In our analysis, median OS of patients who died in the late phase of the study (2006–2008) was significantly longer than that of patients who died in the early phase (2003–2005). We have two explanations for this survival prolongation. One is increased prevalence of definitive diagnostic confirmation of MM. As we described in a previous report [Citation5], there were many more cases in the early phase in which MM was diagnosed clinically based on radiologic or laboratory findings, without pathological confirmation. For most of these cases, only palliative treatment was delivered even for patients with good performance status (PS). The number of these ‘suspected-MM’ cases decreased in the late phase, possibly due to increased use of accurate pathological techniques such as immunohistochemical analysis [Citation13] and the widespread dissemination of less-invasive diagnostic procedures such as thoracoscopy [Citation14] or laparoscopy. The increase in definitive diagnosis of MM would result in an increased number of cases diagnosed at an earlier stage and in patients with good PS. As a result, the proportion of the patients treated with palliative management alone decreased from 43.5% in the early phase to 34.3% in the late phase. These changes might contribute to the prolongation of survival seen here. Another possibility is the impact of systemic chemotherapy. Platinum-based regimens consisting of cisplatin/gemcitabine or carboplatin/gemcitabine was mainly delivered with limited efficacy [Citation15] before the approval of the antifolate agent pemetrexed in 2007 in Japan. Since then, combination therapy with platinum and pemetrexed is considered a standard regimen based on favorable clinical trial results [Citation16,Citation17]. At the same time, the proportion of cases treated with systemic chemotherapy significantly increased from 42.6% in the early phase to 59.0% in the late phase. The introduction of pemetrexed might explain the increased application of chemotherapy, and contribute to the longer survival in the later phase of the study. In our analysis, the OS of cisplatin/pemetrexed was inferior to that of cisplatin/gemcitabine. This is because our analysis included patients who had died from 2003 to 2008 and pemetrexed was approved in 2007 in Japan, hence the long survivors of cisplatin/ pemetrexed were not included.

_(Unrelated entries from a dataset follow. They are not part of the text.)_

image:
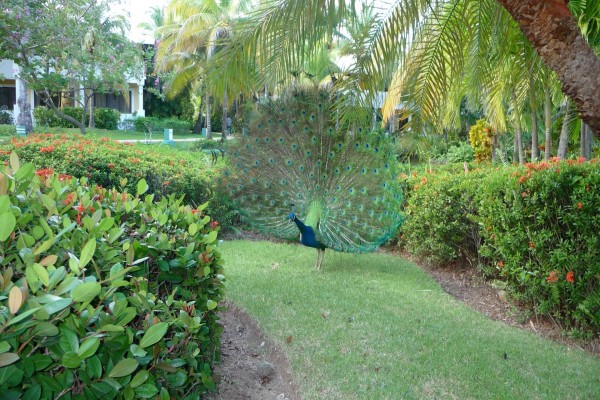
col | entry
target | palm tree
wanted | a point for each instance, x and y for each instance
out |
(279, 33)
(194, 31)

In conclusion, we report treatment and survival data of patients with MM in Japan. The survival rate has increased due to improved definitive diagnosis and more widespread treatment. Novel approaches for the early diagnosis and improved treatment strategies, based on the biology of the disease, are essential to further improve survival.

Acknowledgements

This research is mainly due to the research foundation from the Ministry of Health, Labour and Welfare of Japan, 200500129A, 200635021A, 200733015A, 200733015B, 200836010A, 200938007A, and 201032004B. It is a part of the research and development and dissemination projects related to the 13 fields of occupational injuries and illnesses of the Japan Labour, Health and Welfare Organization. The sponsors had no involvement in the study design, collection, analysis and interpretation of the data, writing of the manuscript, or decision to submit the manuscript for publication. The authors would like to thank the living relatives of mesothelioma patients who gave consent to our research, the medical institutions that provided the medical information for the mesothelioma cases and Mrs. Rie Sugimoto, Mrs. Keiko Fujimura, and Miss Naomi Ogura for collecting data.

Declaration of interest: The authors report no conflicts of interest. The authors alone are responsible for the content and writing of the paper.